The protocol explained that its timeline was affected by the ongoing audits of its V2 platform.

Lido spent $1.2 million on seven audits

In a March 14 Twitter thread, the DeFi protocol said it had spent $1.2 million on seven audits of the Lido V2 platform. These audits aim to fix any vulnerabilities that impede the protocol’s performance.

“$1.2 million has been spent on 7 V2 audits, the results of which will be made publicly available upon completion.”

The protocol tweeted that it has identified and fixed several issues highlighted by these audits, and its updated contracts are being tested on the Zhejiang testnet.

Due to these audits and fixes, the withdrawal timeline for staked Ethereum on its platform has been affected. According to the protocol, its upgrade has been shifted to next week, after which there will be a 3 – 4 weeks gap to implement and test validator exits.

Lido said:

“stETH withdrawals won’t launch on mainnet until all audits concerning on-chain code are completed (expected end of April). Adding another 2 weeks as a safety margin, the current expectation is for mainnet withdrawals to be live around mid-May.”

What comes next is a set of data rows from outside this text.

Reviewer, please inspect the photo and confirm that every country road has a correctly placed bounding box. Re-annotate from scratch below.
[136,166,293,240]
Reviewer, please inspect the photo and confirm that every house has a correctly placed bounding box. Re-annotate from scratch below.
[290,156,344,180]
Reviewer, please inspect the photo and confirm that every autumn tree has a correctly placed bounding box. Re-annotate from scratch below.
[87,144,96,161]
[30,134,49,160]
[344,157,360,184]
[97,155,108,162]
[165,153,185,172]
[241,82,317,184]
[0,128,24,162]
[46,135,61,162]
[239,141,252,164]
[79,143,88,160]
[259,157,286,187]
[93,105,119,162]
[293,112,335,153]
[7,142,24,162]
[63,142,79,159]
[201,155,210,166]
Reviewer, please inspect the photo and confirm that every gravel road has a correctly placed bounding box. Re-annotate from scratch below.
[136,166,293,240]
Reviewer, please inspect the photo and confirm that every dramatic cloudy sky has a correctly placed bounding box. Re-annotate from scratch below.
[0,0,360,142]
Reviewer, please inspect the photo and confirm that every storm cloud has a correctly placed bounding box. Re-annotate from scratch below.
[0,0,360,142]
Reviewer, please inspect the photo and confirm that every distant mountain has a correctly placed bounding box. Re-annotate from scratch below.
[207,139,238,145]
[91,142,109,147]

Goerli testnet processes stETH withdrawals

Meanwhile, the Goerli testnet’s Shapella hard fork occurred on March 14, allowing validators to withdraw their asset.

The hard fork happened at epoch 162304 around 10:26 UTC but was not finalized until 15 epochs after because of low validators’ participation.

Ethereum developer Tim Beiko blamed the delayed finalization on Goerli ETH’s lack of commercial value, saying the Ethereum mainnet fork should be seamless. Beiko added:

“Another possible cause is the large # of withdrawal credential changes processed right at the fork. Given this is the first time people can submit those changes, there are many more that need to be processed, which can lead to missed blocks/attestations on low-resource nodes.”

Meanwhile, crypto investors’ fear that the Shanghai upgrade would increase the selling pressure on ETH has been mitigated. The Ethereum Foundation said the upgrade limits the number of validators that can remove their staking deposits and rewards to between 1,125 to 2,200 daily.

“The amount of activations scales with the number of active validators.”

Besides that, validators are required to manually update their credential prefixes to 0x01 and set their preferred withdrawal address.

These processes would limit withdrawals to about 60,000 ETH daily, ensuring that it takes several months before all staked ETH can be withdrawn.